After a recent automobile crash, John Murray-Bruce wished he could have seen the opposite automobile coming. The crash reaffirmed the University of South Florida assistant professor of computer science and engineering’s mission to create a technology that might just do that: See around obstacles and ultimately expand one’s line of vision.
Using a single photograph, Murray-Bruce and his doctoral student, Robinson Czajkowski, created an algorithm that computes highly accurate, full-color three-dimensional reconstructions of areas behind obstacles — an idea that can’t only help prevent automobile crashes, but help law enforcement experts in hostage situations, search-and-rescue and strategic military efforts.

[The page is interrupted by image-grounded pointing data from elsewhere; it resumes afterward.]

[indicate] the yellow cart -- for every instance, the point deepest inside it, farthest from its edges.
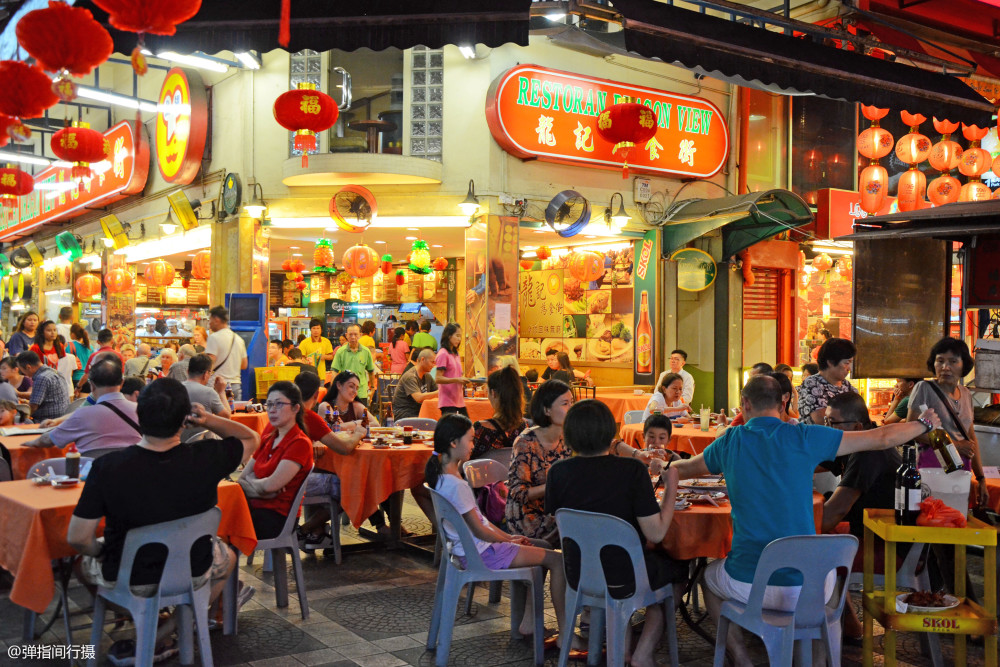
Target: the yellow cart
(968, 618)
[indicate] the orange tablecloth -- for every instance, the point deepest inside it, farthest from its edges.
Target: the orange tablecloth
(690, 439)
(35, 519)
(479, 409)
(255, 420)
(621, 402)
(703, 531)
(368, 476)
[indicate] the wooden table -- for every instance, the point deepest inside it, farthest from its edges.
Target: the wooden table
(479, 409)
(369, 476)
(22, 458)
(684, 438)
(621, 402)
(35, 519)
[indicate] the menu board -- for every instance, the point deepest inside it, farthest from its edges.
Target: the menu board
(590, 321)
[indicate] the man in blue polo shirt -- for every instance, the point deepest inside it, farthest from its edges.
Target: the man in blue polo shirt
(768, 466)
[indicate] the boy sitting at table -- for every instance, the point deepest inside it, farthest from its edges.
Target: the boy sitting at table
(127, 488)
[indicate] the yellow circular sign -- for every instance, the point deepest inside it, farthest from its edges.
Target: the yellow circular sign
(181, 125)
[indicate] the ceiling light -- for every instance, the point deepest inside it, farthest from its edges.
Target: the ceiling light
(470, 204)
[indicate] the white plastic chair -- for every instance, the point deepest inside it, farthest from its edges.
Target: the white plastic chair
(276, 546)
(591, 532)
(176, 589)
(632, 417)
(814, 556)
(452, 576)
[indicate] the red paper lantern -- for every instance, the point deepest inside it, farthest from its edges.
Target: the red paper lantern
(624, 125)
(305, 111)
(87, 286)
(80, 145)
(360, 261)
(14, 183)
(159, 273)
(118, 280)
(27, 92)
(201, 265)
(586, 266)
(64, 40)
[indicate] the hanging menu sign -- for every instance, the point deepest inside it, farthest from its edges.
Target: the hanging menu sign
(538, 113)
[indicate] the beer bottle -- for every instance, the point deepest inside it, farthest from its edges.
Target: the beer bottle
(643, 338)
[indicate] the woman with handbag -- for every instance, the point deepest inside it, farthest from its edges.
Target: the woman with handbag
(950, 361)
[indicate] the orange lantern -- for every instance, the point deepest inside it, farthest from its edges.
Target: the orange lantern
(361, 261)
(624, 125)
(201, 265)
(873, 182)
(87, 286)
(118, 280)
(159, 273)
(822, 262)
(586, 266)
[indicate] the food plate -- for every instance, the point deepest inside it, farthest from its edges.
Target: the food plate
(950, 602)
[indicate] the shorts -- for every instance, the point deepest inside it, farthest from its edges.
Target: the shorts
(222, 557)
(778, 598)
(497, 556)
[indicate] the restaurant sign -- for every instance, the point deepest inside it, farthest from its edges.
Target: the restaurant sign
(125, 175)
(536, 113)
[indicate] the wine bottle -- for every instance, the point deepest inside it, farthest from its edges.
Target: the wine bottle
(911, 489)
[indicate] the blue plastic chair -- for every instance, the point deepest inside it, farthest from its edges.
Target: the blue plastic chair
(452, 577)
(632, 417)
(176, 589)
(592, 532)
(419, 423)
(814, 556)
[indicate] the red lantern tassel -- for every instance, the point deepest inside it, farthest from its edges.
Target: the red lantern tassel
(284, 30)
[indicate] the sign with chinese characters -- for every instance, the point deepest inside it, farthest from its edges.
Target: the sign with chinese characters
(538, 113)
(181, 126)
(123, 174)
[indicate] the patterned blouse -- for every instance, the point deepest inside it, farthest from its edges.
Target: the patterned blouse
(529, 467)
(488, 436)
(815, 392)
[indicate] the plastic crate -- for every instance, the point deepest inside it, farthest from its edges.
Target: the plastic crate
(268, 375)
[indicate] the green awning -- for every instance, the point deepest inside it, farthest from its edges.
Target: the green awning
(746, 219)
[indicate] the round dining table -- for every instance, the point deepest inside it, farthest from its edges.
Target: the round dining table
(479, 409)
(683, 438)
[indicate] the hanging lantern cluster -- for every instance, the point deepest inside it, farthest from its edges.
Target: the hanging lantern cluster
(201, 265)
(14, 183)
(912, 148)
(66, 41)
(420, 258)
(27, 93)
(945, 156)
(323, 257)
(361, 261)
(624, 125)
(586, 266)
(874, 143)
(975, 162)
(147, 17)
(80, 145)
(159, 273)
(305, 111)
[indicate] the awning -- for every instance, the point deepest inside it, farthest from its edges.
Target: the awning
(958, 222)
(745, 219)
(321, 25)
(763, 59)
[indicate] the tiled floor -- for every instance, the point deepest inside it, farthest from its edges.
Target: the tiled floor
(373, 610)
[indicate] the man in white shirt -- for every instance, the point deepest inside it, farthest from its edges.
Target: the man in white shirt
(226, 349)
(678, 358)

“We’re turning odd surfaces into mirrors to disclose regions, objects and rooms which might be outside our line of vision,” Murray-Bruce said. “We live in a 3D world, so obtaining a more complete 3D picture of a scenario will be critical in various situations and applications.”
As published in Nature Communications, Czajkowski and Murray-Bruce’s research is the first-of-its-kind to successfully reconstruct a hidden scene in 3D using an odd digital camera. The algorithm works by utilizing information from the photo of faint shadows solid on nearby surfaces to create a high-quality reconstruction of the scene. While it’s more technical for the common person, it could have broad applications.
“These shadows are throughout us,” Czajkowski said. “The actual fact we will not see them with our naked eye does not imply they don’t seem to be there.”
The concept of seeing around obstacles has been a subject of science-fiction movies and books for a long time. Murray-Bruce says this research takes significant strides in bringing that idea to life.
Prior to this work, researchers have only used odd cameras to create rough 2D reconstructions of small spaces. Essentially the most successful demonstrations of 3D imaging of hidden scene all required specialized, expensive equipment.
“Our work achieves an identical result using far less,” Czajkowski said. “You needn’t spend one million dollars on equipment for this anymore.”
Czajkowski and Murray-Bruce expect it is going to be 10 to twenty years before the technology is powerful enough to be adopted by law enforcement and automobile manufacturers. Straight away, they plan to proceed their research to further improve the technology’s speed and accuracy to expand its applications in the long run, including self-driving cars to enhance their safety and situational awareness.
“In only over a decade because the idea of seeing around corners emerged, there was remarkable progress and there may be accelerating interest and research activity in the world,” Murray-Bruce said. “This increased activity, together with access to higher, more sensitive cameras and faster computing power form the premise for my optimism on how soon this technology will grow to be practical for a wide selection of scenarios.”
While the algorithm continues to be in the event phase, it is accessible for other researchers to check and reproduce in their very own space.